We know that in category of $\mathbb{Set}$ the inverse limit is the direct product. But I am looking for specific category in which inverse limit does not exist. Any comments would be highly appreciated.

Answer 1

Remember that every partial order can be viewed as a category (with a unique morphism $A\rightarrow B$ whenever $A\le B$. Consider $(\mathbb{N}, <)$ as a category $\mathcal{N}$, and think about $\mathcal{N}^{op}$; the whole category forms an inverse system, but it has no inverse limit since there is no largest natural number.

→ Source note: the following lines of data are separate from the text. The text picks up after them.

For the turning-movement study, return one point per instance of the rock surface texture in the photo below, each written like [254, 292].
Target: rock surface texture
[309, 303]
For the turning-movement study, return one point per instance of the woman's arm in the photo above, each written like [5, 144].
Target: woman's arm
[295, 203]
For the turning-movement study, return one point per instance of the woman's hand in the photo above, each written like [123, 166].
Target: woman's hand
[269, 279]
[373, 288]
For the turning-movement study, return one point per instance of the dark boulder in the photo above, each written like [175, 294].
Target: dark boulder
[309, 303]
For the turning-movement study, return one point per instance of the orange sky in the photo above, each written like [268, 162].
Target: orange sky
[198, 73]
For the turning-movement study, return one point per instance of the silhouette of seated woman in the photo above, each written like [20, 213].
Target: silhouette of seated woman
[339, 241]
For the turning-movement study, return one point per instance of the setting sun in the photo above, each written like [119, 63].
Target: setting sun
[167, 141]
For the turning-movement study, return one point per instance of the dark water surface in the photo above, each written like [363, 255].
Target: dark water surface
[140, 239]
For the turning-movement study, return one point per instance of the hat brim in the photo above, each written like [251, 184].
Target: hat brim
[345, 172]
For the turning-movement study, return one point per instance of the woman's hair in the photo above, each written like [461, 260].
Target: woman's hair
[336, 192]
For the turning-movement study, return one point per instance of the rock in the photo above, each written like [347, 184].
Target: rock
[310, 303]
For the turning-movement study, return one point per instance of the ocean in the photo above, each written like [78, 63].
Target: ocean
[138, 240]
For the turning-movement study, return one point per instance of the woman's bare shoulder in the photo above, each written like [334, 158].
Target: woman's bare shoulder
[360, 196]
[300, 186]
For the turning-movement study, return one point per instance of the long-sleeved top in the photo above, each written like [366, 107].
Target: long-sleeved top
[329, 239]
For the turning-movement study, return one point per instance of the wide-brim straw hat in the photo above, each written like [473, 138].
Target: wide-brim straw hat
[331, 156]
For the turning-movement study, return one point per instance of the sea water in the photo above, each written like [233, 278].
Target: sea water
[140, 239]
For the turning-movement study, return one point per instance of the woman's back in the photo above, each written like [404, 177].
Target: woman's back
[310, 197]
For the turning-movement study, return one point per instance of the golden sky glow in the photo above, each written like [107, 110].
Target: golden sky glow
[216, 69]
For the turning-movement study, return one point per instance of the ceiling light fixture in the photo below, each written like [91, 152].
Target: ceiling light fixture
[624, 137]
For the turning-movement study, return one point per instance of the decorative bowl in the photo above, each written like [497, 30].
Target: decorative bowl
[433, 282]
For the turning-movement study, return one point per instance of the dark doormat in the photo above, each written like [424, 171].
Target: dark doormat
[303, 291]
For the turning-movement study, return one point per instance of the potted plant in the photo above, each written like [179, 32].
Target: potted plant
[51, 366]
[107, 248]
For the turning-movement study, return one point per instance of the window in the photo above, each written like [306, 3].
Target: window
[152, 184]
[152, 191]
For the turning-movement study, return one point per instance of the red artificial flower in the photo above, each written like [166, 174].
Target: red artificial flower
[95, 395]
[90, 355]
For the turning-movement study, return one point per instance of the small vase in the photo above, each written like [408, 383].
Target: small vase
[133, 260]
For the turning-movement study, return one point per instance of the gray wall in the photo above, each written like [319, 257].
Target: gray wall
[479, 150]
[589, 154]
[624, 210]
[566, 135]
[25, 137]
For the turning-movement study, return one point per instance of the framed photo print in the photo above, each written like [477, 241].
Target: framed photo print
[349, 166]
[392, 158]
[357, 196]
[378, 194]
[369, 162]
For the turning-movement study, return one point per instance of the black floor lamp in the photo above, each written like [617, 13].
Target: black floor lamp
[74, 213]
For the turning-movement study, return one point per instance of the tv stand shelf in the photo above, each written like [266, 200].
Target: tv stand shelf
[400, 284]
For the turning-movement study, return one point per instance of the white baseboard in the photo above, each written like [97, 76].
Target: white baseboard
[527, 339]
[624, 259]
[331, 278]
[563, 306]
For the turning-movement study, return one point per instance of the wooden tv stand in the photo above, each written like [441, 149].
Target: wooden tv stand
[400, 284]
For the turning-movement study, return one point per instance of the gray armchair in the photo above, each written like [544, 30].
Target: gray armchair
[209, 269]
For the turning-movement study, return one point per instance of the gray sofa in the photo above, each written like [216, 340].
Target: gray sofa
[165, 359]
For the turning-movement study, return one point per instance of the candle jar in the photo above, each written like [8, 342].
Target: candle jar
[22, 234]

(If you don't require inverse systems to be directed, things are simpler: consider the two-object category with no non-identity morphisms.)

Answer 2

Try the category of finite sets and the following inverse system:

• $ I=-\Bbb N$
• $A_{n}= \{0,1,\ldots,-n\}$ for $n\in-\Bbb N$
• $f_{i,j}\colon A_i\to A_j$ given by $f_{i,j}(x)=\begin{cases}x,&x\in A_j\\0,&x\notin A_j\end{cases}$ for $i,j\in-\Bbb N$, $i\le j$

Then ${\lim\limits_{\leftarrow}}_{i\in I}A_i$ does not exist because it would have to be infinite.